Sonoma News: Sonoma history group launches online architectural database. “The original information was gathered in 1978 by a group of league volunteers, lead by Johanna Patri, who is still an active member. At that time the volunteers spent 14 months surveying the Valley with clipboards and cameras, gathering as much architectural information as they could about any house believed to be more than 50 years old. Smaller surveys were completed in 1998 and 2012, updating existing data and adding more homes for a total of approximately 700 properties.”

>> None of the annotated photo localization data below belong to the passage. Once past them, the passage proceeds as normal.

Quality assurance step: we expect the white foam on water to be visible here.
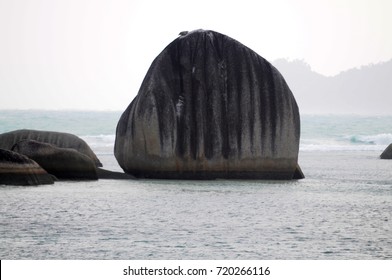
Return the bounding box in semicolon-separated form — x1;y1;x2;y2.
81;134;116;148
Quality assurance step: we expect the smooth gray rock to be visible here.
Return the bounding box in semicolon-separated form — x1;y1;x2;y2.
0;148;54;186
380;144;392;159
0;129;102;167
115;29;303;179
12;140;98;180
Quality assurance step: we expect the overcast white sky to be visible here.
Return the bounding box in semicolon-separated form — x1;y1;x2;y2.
0;0;391;110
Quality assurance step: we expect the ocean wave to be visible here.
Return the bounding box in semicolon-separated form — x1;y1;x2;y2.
347;133;392;145
81;134;116;148
300;143;386;152
300;134;392;151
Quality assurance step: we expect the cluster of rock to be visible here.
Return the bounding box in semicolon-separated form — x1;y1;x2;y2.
0;129;133;186
3;29;309;184
6;30;392;183
115;29;304;180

Wirral Globe: Lottery boost for Port Sunlight ‘Drawn Together’ online archive. “The documents, including more than 4,000 original plans and detail drawings, illustrate founder William Lever’s vision for Port Sunlight, an industrial model village for his workers and the artistic and physical development, expansion and evolution of the village over a span of 70 years.”

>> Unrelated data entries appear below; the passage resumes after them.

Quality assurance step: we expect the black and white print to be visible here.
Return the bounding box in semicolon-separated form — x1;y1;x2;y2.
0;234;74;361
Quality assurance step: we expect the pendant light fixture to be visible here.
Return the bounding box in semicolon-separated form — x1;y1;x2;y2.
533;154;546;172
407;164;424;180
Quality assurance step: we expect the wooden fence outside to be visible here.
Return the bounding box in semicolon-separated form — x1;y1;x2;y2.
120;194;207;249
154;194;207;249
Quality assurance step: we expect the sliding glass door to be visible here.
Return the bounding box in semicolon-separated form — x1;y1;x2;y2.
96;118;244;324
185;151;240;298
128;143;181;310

New-to-me, from Curbed New York: The unsung modernist treasures of Queens. “In Bayside, Queens, the American Martyrs Roman-Catholic church sits proudly on a street corner, standing in high relief compared to the single-family homes nearby. It’s circular and covered in yellow bricks, with a folded-plate copper roof that’s aged into a mossy shade of green…. It’s a fine building designed by John O’Malley, one of the most prolific ecclesiastical architects in Brooklyn and Queens. You won’t find the church in most history books about modern architecture, but it is included in Queens Modern, a digital archive composed of adaptations of the movement in New York City’s largest borough, which was updated at the end of December to include deeper dives into over a dozen firms active during the mid-20th-century.” There appears to be some concern in the comments that not everything included is “real” modernist. I don’t know enough about architecture to judge.

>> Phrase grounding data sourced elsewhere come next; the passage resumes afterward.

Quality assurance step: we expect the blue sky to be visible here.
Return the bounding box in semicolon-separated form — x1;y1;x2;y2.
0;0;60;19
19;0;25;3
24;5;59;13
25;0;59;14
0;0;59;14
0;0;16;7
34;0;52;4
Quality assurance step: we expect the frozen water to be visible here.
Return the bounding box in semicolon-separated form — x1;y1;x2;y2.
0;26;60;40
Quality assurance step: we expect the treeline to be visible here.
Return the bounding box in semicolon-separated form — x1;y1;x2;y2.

WBIW: Indiana Architectural Foundation Announces 50 Significant Buildings and Sites as Part of New Database Celebrating Design in Indiana. “Indiana has a rich architectural history, and the Indiana Architectural Foundation wants people to know about it and experience it. The Foundation today is announcing a statewide database that features some of the state’s most significant architecture. It’s the first database of its kind in the state, where visitors can learn more about the architecture of buildings old and new and learn how Indiana’s economy and culture have been shaped through design.” There are plans to add more buildings over time.
China .org: Beijing launches website for old city protection. “Beijing launched a new website on Dec. 17 to provide historical, cultural and geographical information of the old sites and relics in the capital. By visiting…, people can learn about Beijing at different times in history, appreciate the intangible cultural heritages, and access the memories of the city’s well-known people.” The site is in Chinese. On a scale of 1-10 for Google Translate-ability, with 10 being best, I’d rate it a 6. It got hung up on a couple menu pages and I had to just take a random guess.
Ars Technica: Archaeologists reconstruct pre-Columbian temple with 3D-printed blocks. “The unfinished temple in a southern valley of the Lake Titicaca Basin in modern-day Bolivia has been a mystery for at least 500 years. Now known as the Pumapunku—’Door of the Jaguar’ in the Quechua language—the complex stone structure is part of a sprawling complex of pyramids, plazas, and platforms built by a pre-Columbian culture we now call the Tiwanaku. Construction began around 500 CE and proceeded off and on, in phases, over the next few centuries until the Tiwanaku left the site around 900 or 1000 CE.”
6sqft: New Historic Districts Council website lists every landmark in NYC. “Preservationists, advocates, history buffs and anyone interested in finding out about the history of New York City’s neighborhoods and landmarks has an exciting new resource at their fingertips. The Historic Districts Council (HDC) has launched a new website that offers a complete list of every historic district, individual landmark, interior landmark and scenic landmark in New York City.”